There was a big old iron anchor secured to the ground, there, on the lakeshore.  To the right was the maritime museum and observatory.  We all made our way over to the museum, ostensibly to use the restrooms (it had been a long drive), but then we walked along through the museum, up the sloping pathways, past all the old pictures and the iron ore freighter exhibits.  And every single time, since that first time, that I stepped inside that museum, Gordon Lightfoot nestled inside my brain, and for the rest of the trip, everywhere I went, I heard, Wreck of the Edmund Fitzgerald.



To this day, that song gives me chills.

My first sight of an iron ore freighter skimming slowly along into the harbor, hearing the aerial lift bridge sound its horn to let pedestrians know that it was time to skedaddle.  The ship, too, sounding its horn, three times, and the lift operator responding in kind, was utterly mesmerizing. The long ringing bell, as the bridge slowly lifted to full height, to allow the ship to pass under.



There was a meandering walkway beside the lake, filled with tourists scurrying up to the breaker wall with their cameras when the ships passed through; otherwise only semi-populated with walkers and roller bladers.  A nice concrete bench called to me.  I sat with pen and paper, there in the sun, and just breathed.



To visit Duluth, then, was to visit the harbor.  The harbor was Duluth's calling card.  Things have changed a lot in those intervening years.  New tourist attractions are now clustered about the harbor.  I liked how it was back then.  Duluth is not a "theme park".  It's a real live miracle of nature.  The restaurant that used to be nestled there on the harbor, where my dad always ordered frog legs, because he thought it was cool (and he always made the same tired joke ~ "They taste like chicken!") has now been replaced with some type of cold concrete auditorium.  One can't even enjoy the entirety of the lake walk, without detouring around concrete barriers.

We would take a cruise around the harbor on one of those Vista Lake boats.  It was exhilarating.  Always cold out on the water, even in the middle of July.  One could prop oneself on a bench there on the side of the boat, and gaze out upon the lake and not have to think at all.  My mom always got my dad to take her inside, to buy a cup of coffee, but I would stay glued to my perch .

Sometimes we would stray from Canal Park; drive up to London Road, where there was a nice family restaurant, called the Lemon Drop.  One could get the absolute best walleye there.  My parents loved it, and so did I.  Alas, the Lemon Drop is no more, so I don't even venture down London Road anymore.

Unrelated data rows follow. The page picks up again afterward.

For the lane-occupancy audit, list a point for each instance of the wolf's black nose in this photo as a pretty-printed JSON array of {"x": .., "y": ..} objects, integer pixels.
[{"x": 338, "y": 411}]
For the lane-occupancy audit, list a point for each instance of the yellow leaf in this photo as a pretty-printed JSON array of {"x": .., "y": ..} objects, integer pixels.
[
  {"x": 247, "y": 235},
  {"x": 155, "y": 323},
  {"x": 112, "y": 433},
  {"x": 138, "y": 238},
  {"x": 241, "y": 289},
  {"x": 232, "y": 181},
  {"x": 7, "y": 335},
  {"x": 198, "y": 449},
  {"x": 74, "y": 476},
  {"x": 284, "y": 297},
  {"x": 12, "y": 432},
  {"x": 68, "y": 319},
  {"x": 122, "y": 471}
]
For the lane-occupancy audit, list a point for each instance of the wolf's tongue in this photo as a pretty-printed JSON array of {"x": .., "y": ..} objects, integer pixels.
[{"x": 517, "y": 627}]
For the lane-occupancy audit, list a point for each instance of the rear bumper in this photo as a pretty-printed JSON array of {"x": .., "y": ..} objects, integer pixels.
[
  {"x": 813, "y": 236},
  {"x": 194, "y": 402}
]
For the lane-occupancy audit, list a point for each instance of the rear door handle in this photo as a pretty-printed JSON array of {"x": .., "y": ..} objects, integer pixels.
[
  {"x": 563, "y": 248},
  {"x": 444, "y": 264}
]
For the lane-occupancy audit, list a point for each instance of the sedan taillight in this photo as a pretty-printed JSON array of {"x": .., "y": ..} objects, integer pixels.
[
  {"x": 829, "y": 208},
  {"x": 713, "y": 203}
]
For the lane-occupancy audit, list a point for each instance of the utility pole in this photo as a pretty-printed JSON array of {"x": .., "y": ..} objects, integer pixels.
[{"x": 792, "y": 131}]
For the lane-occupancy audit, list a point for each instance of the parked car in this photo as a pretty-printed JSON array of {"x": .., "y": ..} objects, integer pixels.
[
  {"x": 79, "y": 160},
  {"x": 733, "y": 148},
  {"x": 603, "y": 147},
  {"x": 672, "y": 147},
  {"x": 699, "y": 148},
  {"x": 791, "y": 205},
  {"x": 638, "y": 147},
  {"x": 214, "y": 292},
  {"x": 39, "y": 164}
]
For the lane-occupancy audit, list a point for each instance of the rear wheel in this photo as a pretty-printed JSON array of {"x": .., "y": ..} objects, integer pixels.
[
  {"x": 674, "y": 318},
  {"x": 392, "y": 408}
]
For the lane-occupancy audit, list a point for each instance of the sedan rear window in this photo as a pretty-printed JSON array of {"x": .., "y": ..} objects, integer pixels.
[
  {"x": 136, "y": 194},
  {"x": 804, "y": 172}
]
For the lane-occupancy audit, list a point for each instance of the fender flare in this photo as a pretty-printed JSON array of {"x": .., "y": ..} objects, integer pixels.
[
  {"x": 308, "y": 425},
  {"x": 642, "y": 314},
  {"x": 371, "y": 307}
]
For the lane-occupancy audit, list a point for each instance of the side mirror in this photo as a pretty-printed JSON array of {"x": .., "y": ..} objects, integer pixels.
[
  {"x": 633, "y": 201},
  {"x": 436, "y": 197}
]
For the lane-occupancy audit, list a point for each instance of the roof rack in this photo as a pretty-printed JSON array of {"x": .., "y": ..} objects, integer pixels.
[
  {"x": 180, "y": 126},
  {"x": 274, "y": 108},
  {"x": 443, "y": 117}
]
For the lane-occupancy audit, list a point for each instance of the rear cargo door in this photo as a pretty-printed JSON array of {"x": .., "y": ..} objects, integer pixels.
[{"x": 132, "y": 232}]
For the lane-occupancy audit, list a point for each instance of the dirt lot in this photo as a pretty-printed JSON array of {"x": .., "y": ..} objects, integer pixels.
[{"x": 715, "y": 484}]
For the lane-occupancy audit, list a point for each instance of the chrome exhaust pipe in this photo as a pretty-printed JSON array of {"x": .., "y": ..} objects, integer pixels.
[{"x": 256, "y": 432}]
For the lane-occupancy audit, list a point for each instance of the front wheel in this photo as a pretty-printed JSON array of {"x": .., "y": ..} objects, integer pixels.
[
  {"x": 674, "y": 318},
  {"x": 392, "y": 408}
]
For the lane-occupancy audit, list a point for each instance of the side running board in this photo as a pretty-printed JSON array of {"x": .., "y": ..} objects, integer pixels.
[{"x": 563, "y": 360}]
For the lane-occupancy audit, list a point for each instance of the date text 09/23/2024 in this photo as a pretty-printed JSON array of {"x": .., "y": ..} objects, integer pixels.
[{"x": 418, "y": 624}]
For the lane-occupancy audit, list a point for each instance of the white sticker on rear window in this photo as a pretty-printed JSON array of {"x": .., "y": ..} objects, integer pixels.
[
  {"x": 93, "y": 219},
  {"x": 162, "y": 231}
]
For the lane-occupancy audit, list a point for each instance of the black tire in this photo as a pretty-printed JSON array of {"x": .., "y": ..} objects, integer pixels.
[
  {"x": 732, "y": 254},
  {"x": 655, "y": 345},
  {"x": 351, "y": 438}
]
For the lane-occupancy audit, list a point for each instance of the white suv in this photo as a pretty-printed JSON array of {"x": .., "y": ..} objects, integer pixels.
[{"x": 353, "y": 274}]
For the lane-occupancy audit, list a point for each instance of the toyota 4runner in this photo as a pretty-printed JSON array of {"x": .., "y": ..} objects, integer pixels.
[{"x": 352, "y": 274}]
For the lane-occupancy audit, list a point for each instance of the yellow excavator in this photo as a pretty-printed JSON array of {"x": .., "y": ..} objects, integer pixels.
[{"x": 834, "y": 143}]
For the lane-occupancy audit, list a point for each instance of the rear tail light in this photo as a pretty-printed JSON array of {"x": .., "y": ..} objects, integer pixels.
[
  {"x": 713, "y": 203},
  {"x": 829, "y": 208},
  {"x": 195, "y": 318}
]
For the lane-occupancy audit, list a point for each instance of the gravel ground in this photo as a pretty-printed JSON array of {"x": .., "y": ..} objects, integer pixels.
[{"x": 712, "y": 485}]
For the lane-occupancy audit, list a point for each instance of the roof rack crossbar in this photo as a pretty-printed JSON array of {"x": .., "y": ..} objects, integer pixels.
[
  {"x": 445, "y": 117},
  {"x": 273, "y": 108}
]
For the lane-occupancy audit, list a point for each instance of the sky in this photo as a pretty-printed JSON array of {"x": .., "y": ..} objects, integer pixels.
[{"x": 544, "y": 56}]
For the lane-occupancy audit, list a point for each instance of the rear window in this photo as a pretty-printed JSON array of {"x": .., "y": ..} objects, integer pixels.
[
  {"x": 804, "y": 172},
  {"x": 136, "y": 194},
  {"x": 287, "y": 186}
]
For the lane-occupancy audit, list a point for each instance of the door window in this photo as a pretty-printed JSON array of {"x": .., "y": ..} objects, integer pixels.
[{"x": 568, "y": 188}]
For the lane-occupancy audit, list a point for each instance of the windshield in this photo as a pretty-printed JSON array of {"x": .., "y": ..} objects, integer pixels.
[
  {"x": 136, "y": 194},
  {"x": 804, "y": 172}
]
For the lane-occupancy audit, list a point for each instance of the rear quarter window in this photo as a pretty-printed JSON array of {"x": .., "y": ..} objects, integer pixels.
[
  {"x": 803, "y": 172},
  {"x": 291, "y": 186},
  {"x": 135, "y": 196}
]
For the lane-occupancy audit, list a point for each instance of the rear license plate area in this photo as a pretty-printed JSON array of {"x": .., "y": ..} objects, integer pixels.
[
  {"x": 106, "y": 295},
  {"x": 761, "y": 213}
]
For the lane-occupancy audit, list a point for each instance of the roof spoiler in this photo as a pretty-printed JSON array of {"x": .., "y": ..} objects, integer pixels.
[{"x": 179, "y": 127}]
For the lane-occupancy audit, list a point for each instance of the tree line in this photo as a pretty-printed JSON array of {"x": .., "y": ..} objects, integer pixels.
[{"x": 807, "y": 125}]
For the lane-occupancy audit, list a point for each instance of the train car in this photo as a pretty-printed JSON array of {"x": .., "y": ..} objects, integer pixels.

The North Shore Drive, also known as Highway 61 (revisited ~ yes, this is the Highway 61 that Dylan wrote about), is the scenic route up along the shore of Lake Superior, all the way to the Canadian border.  Along 61 is the Split Rock Lighthouse, and Gooseberry Falls.  And who can forget Betty's Pies?

When we visit the North Shore now, we travel another 80 miles past Duluth, but we always stop on the outskirts, at a little roadside park; get out of the car and stumble down the hill to visit the lakeshore.

Clear blue waters of Lake Superior at Duluth
It's not just the ambience of Superior.  It's the instantaneous changes of nature.  One moment, the waves are merrily rolling toward the shore; the next minute, a heavy fog muscles its way in, and the waves become angry and gray. 

It's life.
The cold spray splashing your face.  The waves that sound just like thunder, as they claim the rocks.
When the lake is calm and the sky is sunny, it can seem just like any other place in the world.  Lovers stroll the paths.  Kids squeal and throw stones into the water.  It could be anywhere.
It's when Lake Superior puts on its BIG SHOW that one feels alive.
The lake changes all the time.  Here are some of my vacation photos to prove it:
I just like this.  I call it the "shaky tree".

And, this has nothing to do with the lake, per se, but I thought you might want to see our traveling companions.

Josie on the "fairy bridge"

Most people don't take their cats on vacation.  But we take Bob.


We don't travel many places.  If I could, I would take a European river cruise.  I don't see that happening anytime soon, however.  Because they probably (likely) wouldn't accept Josie and Bob.  

But I'm happy with my lake. 

And it is mine, by the way.  I have claimed it.